Conclusion and subsequent steps
On this article, we created a fundamental workflow to carry out a flood simulation in Python utilizing elevation information from a DEM file. In fact, this mannequin doesn’t implement essentially the most superior strategies on the topic, nonetheless for visualization and communication, this elevation threshold methodology provides a strong and accessible entry level.
Extra superior simulation strategies embrace:
- Connectivity-based flood propagation
- Stream route and accumulation
- Time-based circulation modeling
Nonetheless, this hands-on strategy will be of nice profit for educators, college students, and analysts exploring Geospatial Information in catastrophe response research and environmental modeling.

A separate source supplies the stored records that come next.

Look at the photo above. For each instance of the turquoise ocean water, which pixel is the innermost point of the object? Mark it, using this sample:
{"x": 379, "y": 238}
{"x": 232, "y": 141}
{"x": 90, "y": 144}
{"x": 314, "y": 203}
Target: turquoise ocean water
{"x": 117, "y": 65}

The entire code is offered right here.
I strongly encourage readers to experiment with the code utilizing their very own elevation information, adapt it to their particular context, and discover methods to reinforce or develop the strategy.
References
[1] U.S. Geological Survey. Nationwide Map. U.S. Division of the Inside. Retrieved Could 17, 2025, from https://www.usgs.gov/packages/national-geospatial-program/national-map
[2] U.S. Geological Survey. What’s a digital elevation mannequin (DEM)? U.S. Division of the Inside. Retrieved Could 17, 2025, from https://www.usgs.gov/faqs/what-a-digital-elevation-model-dem
[3] Gillies, S. Georeferencing — Rasterio documentation (secure). Rasterio. Retrieved Could 27, 2025, from https://rasterio.readthedocs.io/en/secure/subjects/georeferencing.html
[4] Gillies, Sean. Affine Transforms — Rasterio Documentation (Newest). Accessed Could 27, 2025. https://rasterio.readthedocs.io/en/newest/subjects/transforms.html.
Information Supply: DEM information used on this venture is offered by the U.S. Geological Survey (USGS) via the Nationwide Map and is within the public area.